Mix what you can and use within 24 hours, and toss leftovers

Based on how much formula your baby needs , mix only what you think you'll use in the next 12 hours. Once you've mixed powdered or liquid concentrate formula, refrigerate it immediately. Don't let it cool outside the refrigerator first, and use it within 12 hours. Follow the storage directions on the can of liquid formula once you open it. Some companies recommend covering the can and using the remaining formula within 12 hours, but others suggest using it within 24 hours. If your baby doesn't finish a bottle of formula within one hour, toss out the remainder. Bacteria from his mouth can seep into the bottle, contaminate the formula, and make your baby sick if he drinks it later. Tip: To prevent waste and save time, mix a large batch of formula in the morning and divide it into bottles of 3 or 4 ounces that you can refrigerate and use throughout the day.

Keep it cool

Room temperature is the perfect climate for breeding germs in milk, so feed warmed formula to your baby right away. Don't heat it up ahead of time, and toss any formula that has been sitting at room temperature for an hour or more. If you're taking your baby's bottle "to go," store it in an insulated lunch pack, ideally with an ice pack. If it's not possible to keep formula cool, try bringing along a ready-to-use brand.

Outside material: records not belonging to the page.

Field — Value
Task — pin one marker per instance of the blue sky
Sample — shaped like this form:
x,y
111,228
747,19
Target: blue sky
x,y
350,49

Learn the symptoms of food-borne illness

The most common symptoms of a food borne illness are vomiting and diarrhea . If you notice these symptoms, call your baby's doctor right away. Food-borne illnesses can be very serious, particularly in babies, leading to dehydration , kidney damage, and even death. Report problems immediately Occasionally infant formula is recalled because of potential contamination, so it's a good idea to keep up with breaking news and product recalls .

Last not least

Never use a microwave oven to warm up infant formula!